When the predictable guilty verdicts were issued, 20,000 ILWU workers left their jobs in protest. Here, the ruling groups realized that there were great risks in carrying forward the persecutions  and eventually accepted the fact that they could not destroy the ILWU, whatever their friends in both mainland parties and the mainland AFL-CI0 would do.

Eventually, the long postwar persecutions took their toll, but Hawaii's labor and social institutions took a different and far more progressive course then the postwar  mainland because of the struggles of Communists and ILWU militants, many of AJA background, along with "haoles" African-Americans, Filipinos and Chinese.

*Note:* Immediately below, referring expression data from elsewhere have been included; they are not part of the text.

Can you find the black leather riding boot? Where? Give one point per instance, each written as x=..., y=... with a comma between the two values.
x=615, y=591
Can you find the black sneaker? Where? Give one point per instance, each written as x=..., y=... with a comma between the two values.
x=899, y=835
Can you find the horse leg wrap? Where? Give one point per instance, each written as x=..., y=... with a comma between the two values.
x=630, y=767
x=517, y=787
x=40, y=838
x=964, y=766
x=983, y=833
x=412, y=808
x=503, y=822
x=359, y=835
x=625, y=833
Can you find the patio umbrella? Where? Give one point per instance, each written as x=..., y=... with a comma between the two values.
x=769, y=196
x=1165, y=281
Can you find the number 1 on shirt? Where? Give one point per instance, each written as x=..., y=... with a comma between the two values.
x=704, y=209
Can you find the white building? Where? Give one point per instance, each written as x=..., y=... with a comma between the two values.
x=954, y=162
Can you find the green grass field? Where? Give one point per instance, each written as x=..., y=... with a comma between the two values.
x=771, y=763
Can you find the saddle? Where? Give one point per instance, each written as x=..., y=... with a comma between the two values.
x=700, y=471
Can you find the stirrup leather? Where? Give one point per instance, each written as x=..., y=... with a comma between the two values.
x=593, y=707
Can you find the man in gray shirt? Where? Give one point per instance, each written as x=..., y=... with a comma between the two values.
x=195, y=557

There are no simple heroes and villains in Gerry Horne's rich narrative.  The personal foibles, egos, and internal conflicts that existed among Communist/ILWU activists are portrayed extensively, along with searching questions about the question of statehood, responses to racism, etc.  


But the relentless racism of both Hawaiian ruling groups and their U.S. supporters  is shown with massive documentation .  Horne for example  has a field day with such figures as Mississippi's Senator James O.Eastland, leader of the "Senate Internal Security Committee" and featured speaker at White Citizens Council rallies through the South, ineffectually seeking to bring the McCarthyite road show to a Hawaii where thousands of ILWU members and others were waiting to stick it to him.  The statements of legions of racists, from Strom Thurmond to those saw the "Japanese invasion" of the islands as worse than a Soviet invasion of San Francisco,  is documented with skill  and beyond any reasonable doubt.  

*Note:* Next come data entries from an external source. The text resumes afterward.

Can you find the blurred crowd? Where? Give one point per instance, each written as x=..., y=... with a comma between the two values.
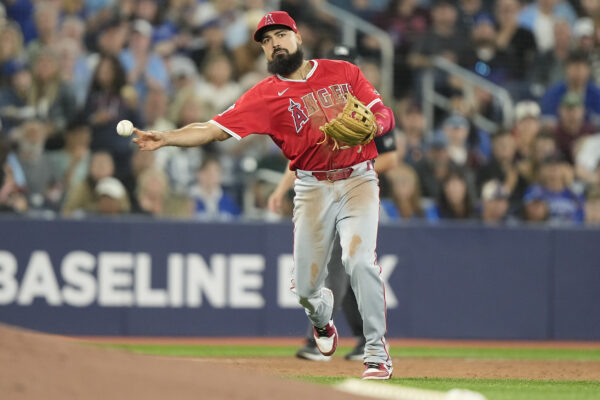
x=71, y=69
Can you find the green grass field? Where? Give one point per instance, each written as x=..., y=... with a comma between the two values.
x=493, y=389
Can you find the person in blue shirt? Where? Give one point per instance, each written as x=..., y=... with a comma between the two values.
x=212, y=202
x=564, y=205
x=577, y=80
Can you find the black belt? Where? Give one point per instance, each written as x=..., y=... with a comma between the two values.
x=333, y=175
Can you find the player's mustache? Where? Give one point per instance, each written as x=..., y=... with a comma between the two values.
x=280, y=49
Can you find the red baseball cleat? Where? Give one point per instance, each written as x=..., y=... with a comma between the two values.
x=375, y=370
x=326, y=338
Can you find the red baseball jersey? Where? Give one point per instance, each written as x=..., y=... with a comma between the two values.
x=291, y=112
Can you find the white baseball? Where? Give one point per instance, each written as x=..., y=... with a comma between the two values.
x=125, y=128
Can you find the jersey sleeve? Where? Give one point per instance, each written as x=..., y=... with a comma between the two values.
x=363, y=90
x=246, y=116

While it was to become an issue more than half a century later, another important achievement of Fighting in Paradise is Gerry Horne's portrayal of Frank Marshall Davis, the African American writer, poet, and intellectual (friend of Paul Robeson and others) who left Chicago to settle in Hawaii in the late 1940s, only to face racist harassment and assault because of his continued militancy in the struggle against racism and reaction.  Marshall's insights into what was happening in the islands are cogent and he himself emerges as a multi-faceted and very  sympathetic personality.

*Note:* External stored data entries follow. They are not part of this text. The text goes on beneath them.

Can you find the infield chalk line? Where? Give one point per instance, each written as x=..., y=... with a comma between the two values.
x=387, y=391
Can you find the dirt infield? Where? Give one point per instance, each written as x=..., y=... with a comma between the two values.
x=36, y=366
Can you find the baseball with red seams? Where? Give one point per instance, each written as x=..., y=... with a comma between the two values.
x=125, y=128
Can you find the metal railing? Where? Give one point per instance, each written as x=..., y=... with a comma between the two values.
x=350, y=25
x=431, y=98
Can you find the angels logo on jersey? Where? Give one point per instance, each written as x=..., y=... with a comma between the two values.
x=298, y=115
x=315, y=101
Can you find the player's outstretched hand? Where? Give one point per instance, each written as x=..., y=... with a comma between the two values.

Although the narrative ends long before Marshall befriended the teen-age Barack Obama,  one can understand why he would be able to play such a positive role in the life of a young man like Obama, from a multi-ethnic background that made him a member of two minorities, "haole" and African, in Hawaii---since Marshall represented much of the best in an African-American tradition that Obama, up to that time, had little connection to, but would subsequently be so important to his development when he came  in the 1980s to the Chicago that Marshall left in the 1940s.  


Gerry Horne in conclusion has made another  important contribution to the history of labor and the left and the tangled history of racism in America in Fighting in Paradise.  Those who read it, whatever their background will find it enlightening and fascinating,  as they would of his many other fine works, examples of what Charles Beard once called a "usable past" and what I like to call "use value history."